I need to update about 6M rows in a table that has about 21M rows, and that is taking about 1 hour.
This is part of a data migration and I have full control over the database. Nobody else is using it, and I can stress it as much as I wish, I want to optimize for execution time.
The database is MySQL 5.7 in RDS, multicore machines.
The query is quite simple:
UPDATE invoice
INNER JOIN first_deliveries
ON invoice.job_id = first_deliveries.job_id
SET
invoiceable_id = first_deliveries.id,
invoiceable_type = 'Pooling::Delivery';
EXPLAIN is
mysql> explain update invoice inner join first_deliveries on invoice.job_id = first_deliveries.job_id set invoiceable_id = first_deliveries.id, invoiceable_type = 'Pooling::Delivery';
+----+-------------+------------------+------------+-------+----------------------------------+----------------------------------+---------+--------------------------------+---------+----------+-------------+
| id | select_type | table | partitions | type | possible_keys | key | key_len | ref | rows | filtered | Extra |
+----+-------------+------------------+------------+-------+----------------------------------+----------------------------------+---------+--------------------------------+---------+----------+-------------+
| 1 | SIMPLE | first_deliveries | NULL | index | idx_first_deliveries_job_id | idx_first_deliveries_job_id | 4 | NULL | 3363988 | 100.00 | Using index |
| 1 | UPDATE | invoice | NULL | ref | index_invoice_on_job_id_and_type | index_invoice_on_job_id_and_type | 5 | stuart.first_deliveries.job_id | 1 | 100.00 | NULL |
+----+-------------+------------------+------------+-------+----------------------------------+----------------------------------+---------+--------------------------------+---------+----------+-------------+
2 rows in set (0.06 sec)
and the table definitions are:
CREATE TABLE `first_deliveries` (
`id` int(11) NOT NULL,
`job_id` int(11) NOT NULL,
`origin_place_id` int(11) DEFAULT NULL,
`original_eta_to_origin` datetime DEFAULT NULL,
`eta_to_origin` datetime DEFAULT NULL,
PRIMARY KEY (`id`),
KEY `idx_first_deliveries_origin_place_id` (`origin_place_id`),
KEY `idx_first_deliveries_job_id` (`job_id`)

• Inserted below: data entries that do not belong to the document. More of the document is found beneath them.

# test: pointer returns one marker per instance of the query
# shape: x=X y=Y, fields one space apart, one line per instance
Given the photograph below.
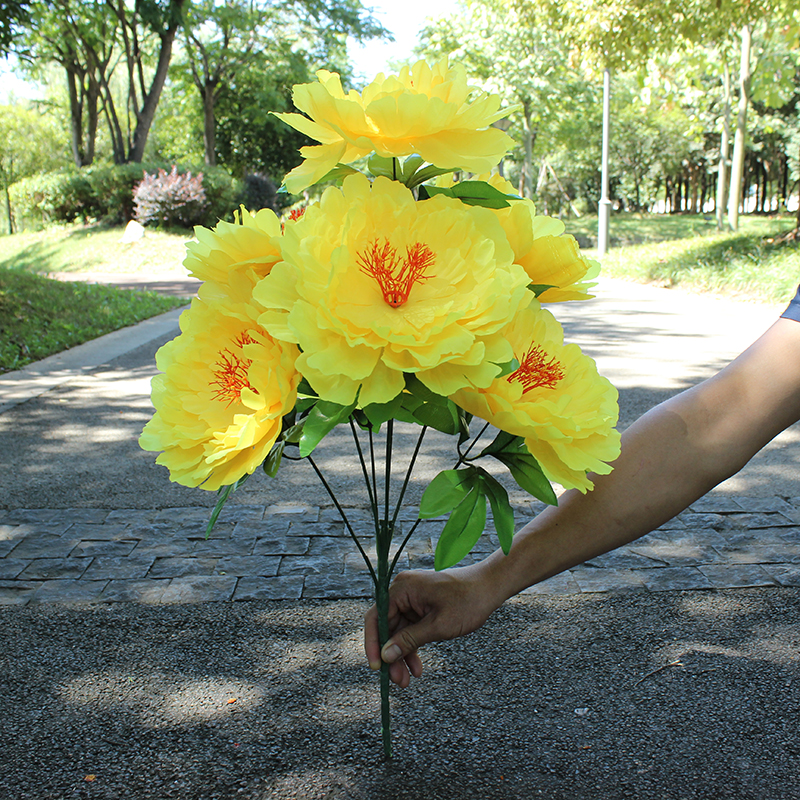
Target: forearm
x=670 y=457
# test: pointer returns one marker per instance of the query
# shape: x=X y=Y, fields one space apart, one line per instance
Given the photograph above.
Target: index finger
x=371 y=641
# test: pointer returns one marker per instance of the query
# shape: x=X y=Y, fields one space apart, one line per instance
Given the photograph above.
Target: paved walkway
x=294 y=551
x=272 y=550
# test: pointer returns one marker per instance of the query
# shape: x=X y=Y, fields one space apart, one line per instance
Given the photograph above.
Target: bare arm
x=671 y=456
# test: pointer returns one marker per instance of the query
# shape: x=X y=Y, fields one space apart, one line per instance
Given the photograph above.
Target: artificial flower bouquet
x=407 y=292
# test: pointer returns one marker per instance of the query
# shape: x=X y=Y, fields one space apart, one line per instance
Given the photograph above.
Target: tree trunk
x=737 y=166
x=797 y=222
x=724 y=147
x=144 y=117
x=528 y=137
x=75 y=117
x=7 y=192
x=209 y=125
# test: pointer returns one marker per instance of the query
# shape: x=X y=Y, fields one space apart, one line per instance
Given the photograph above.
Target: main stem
x=385 y=529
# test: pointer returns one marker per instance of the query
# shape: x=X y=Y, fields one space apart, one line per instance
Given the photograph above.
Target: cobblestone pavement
x=294 y=551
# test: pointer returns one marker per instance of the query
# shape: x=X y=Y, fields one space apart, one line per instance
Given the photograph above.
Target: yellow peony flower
x=375 y=284
x=550 y=257
x=556 y=401
x=430 y=111
x=248 y=247
x=225 y=386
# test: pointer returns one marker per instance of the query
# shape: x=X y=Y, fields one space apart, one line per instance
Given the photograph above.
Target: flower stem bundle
x=401 y=294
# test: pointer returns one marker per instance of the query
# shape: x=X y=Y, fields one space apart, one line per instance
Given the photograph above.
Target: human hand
x=426 y=606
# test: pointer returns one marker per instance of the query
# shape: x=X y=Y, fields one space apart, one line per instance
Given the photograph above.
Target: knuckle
x=408 y=640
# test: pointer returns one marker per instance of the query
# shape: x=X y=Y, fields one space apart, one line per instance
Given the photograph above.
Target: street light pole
x=604 y=208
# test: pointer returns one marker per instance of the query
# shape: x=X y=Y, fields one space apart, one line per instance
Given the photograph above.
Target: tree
x=526 y=64
x=153 y=23
x=14 y=14
x=88 y=39
x=28 y=144
x=80 y=39
x=223 y=40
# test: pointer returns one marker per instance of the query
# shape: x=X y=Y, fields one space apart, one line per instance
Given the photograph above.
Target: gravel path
x=675 y=696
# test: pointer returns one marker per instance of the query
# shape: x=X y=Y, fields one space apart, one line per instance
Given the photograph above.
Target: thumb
x=409 y=640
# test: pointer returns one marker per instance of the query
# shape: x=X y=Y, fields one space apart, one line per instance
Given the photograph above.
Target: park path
x=89 y=518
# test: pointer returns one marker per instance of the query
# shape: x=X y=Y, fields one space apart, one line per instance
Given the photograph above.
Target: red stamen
x=381 y=262
x=536 y=371
x=230 y=375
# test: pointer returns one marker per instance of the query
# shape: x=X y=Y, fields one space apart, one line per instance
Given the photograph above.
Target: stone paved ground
x=294 y=551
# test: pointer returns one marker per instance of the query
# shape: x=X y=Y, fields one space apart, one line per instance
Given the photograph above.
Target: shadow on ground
x=675 y=695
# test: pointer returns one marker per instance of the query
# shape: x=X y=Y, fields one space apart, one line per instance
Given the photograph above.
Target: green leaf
x=292 y=435
x=502 y=513
x=337 y=174
x=321 y=420
x=441 y=418
x=446 y=491
x=540 y=288
x=273 y=461
x=222 y=497
x=525 y=470
x=382 y=167
x=426 y=174
x=417 y=388
x=504 y=441
x=410 y=166
x=475 y=193
x=464 y=419
x=462 y=530
x=378 y=413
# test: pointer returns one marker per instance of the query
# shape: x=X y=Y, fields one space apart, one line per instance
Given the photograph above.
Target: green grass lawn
x=40 y=317
x=80 y=249
x=688 y=251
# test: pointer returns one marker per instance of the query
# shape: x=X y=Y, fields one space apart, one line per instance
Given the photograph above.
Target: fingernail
x=391 y=653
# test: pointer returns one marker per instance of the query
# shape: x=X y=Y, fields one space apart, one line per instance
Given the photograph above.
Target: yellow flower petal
x=375 y=283
x=556 y=401
x=219 y=404
x=429 y=110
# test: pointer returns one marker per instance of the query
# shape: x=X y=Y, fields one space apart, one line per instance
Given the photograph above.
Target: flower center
x=230 y=372
x=535 y=370
x=394 y=275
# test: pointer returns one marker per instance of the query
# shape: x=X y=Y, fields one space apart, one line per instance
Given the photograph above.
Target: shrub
x=112 y=190
x=105 y=193
x=223 y=194
x=260 y=192
x=58 y=196
x=170 y=199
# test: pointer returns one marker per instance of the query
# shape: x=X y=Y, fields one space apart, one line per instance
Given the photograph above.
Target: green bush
x=104 y=193
x=170 y=199
x=55 y=197
x=113 y=187
x=224 y=195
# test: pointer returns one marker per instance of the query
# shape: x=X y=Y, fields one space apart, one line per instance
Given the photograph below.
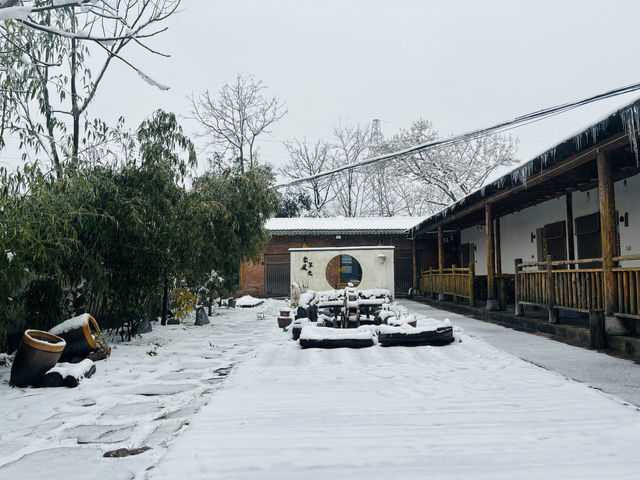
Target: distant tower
x=376 y=133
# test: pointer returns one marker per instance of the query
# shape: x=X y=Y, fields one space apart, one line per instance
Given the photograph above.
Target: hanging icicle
x=631 y=121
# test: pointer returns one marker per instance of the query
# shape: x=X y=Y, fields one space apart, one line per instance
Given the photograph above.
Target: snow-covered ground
x=465 y=410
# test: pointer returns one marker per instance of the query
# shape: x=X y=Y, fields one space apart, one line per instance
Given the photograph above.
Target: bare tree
x=307 y=160
x=351 y=144
x=449 y=173
x=46 y=80
x=237 y=116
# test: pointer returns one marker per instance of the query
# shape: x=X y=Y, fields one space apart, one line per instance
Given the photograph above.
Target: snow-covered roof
x=341 y=225
x=623 y=120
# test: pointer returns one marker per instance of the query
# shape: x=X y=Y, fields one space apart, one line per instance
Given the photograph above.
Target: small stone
x=144 y=326
x=201 y=317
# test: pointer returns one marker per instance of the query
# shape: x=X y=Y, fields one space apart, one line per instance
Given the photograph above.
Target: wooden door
x=277 y=275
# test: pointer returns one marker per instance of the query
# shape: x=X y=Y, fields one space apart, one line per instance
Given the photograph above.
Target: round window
x=342 y=270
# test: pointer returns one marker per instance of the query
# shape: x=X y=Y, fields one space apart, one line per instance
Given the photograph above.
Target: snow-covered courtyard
x=239 y=399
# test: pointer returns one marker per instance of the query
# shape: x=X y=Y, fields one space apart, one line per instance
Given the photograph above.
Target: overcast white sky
x=461 y=64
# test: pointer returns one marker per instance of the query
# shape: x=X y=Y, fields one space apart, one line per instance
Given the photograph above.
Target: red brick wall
x=252 y=275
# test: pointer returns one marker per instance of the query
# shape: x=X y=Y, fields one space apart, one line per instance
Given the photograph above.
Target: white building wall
x=375 y=272
x=475 y=235
x=627 y=201
x=516 y=228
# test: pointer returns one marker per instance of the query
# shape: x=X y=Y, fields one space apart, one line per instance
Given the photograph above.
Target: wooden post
x=492 y=302
x=597 y=330
x=415 y=264
x=608 y=231
x=551 y=292
x=440 y=260
x=518 y=310
x=498 y=249
x=454 y=281
x=570 y=236
x=472 y=297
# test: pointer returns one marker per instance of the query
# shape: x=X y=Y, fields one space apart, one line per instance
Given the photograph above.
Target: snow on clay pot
x=77 y=333
x=284 y=322
x=37 y=353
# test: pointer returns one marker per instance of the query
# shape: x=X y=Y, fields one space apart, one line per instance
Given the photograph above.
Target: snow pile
x=76 y=370
x=311 y=332
x=375 y=293
x=308 y=299
x=330 y=295
x=71 y=324
x=15 y=13
x=423 y=325
x=43 y=341
x=248 y=301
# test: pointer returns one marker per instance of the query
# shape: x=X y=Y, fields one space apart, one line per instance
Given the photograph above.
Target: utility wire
x=499 y=127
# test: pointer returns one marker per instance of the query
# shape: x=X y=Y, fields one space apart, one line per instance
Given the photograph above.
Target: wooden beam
x=440 y=257
x=415 y=263
x=498 y=247
x=440 y=247
x=573 y=162
x=570 y=237
x=492 y=302
x=606 y=196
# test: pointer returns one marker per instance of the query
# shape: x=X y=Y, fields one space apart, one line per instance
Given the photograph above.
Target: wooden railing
x=501 y=281
x=556 y=286
x=454 y=281
x=628 y=283
x=552 y=285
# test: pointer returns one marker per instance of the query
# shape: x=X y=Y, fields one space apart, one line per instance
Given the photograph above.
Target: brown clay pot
x=284 y=321
x=80 y=341
x=37 y=353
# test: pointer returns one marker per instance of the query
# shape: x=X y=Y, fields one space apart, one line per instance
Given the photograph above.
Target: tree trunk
x=165 y=301
x=75 y=113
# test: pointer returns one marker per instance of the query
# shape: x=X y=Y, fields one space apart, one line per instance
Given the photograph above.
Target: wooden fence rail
x=454 y=281
x=628 y=283
x=553 y=286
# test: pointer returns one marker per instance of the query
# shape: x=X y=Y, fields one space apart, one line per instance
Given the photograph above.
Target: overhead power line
x=499 y=127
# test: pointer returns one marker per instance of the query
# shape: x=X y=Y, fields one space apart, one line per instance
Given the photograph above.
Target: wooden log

) ENGINE=InnoDB DEFAULT CHARSET=utf8mb4 COLLATE=utf8mb4_unicode_ci
and
CREATE TABLE `invoice` (
`id` int(11) NOT NULL AUTO_INCREMENT,
`base_amount_cents` int(11) NOT NULL,
`job_id` int(11) DEFAULT NULL,
`invoiceable_id` int(11) DEFAULT NULL,
`invoiceable_type` varchar(191) COLLATE utf8mb4_unicode_ci DEFAULT NULL,
-- ... 60 other columns
PRIMARY KEY (`id`),
KEY `index_invoice_on_job_id_and_type` (`job_id`,`type`),
KEY `index_invoice_on_invoiceable_type_and_invoiceable_id` (`invoiceable_type`,`invoiceable_id`),
KEY `index_invoice_on_type_and_invoiceable_type_and_invoiceable_id` (`type`,`invoiceable_type`,`invoiceable_id`),
-- ... a bunch of other indexes for other columns
) ENGINE=InnoDB AUTO_INCREMENT=... DEFAULT CHARSET=utf8mb4 COLLATE=utf8mb4_unicode_ci
I would expect one single SQL statement to be the most efficient approach because that is the most concise way to tell the server what I want to do, and I expect the server to do it in the most performant way possible. But maybe it needs to take compromises and I could help speeding it up somehow?
I tried to partition IDs in 10 disjoint sets and issue 10 disjoint UPDATEs in 10 threads, but got lock timeouts. Why did I get lock issues for disjoint row sets?
Any other technique?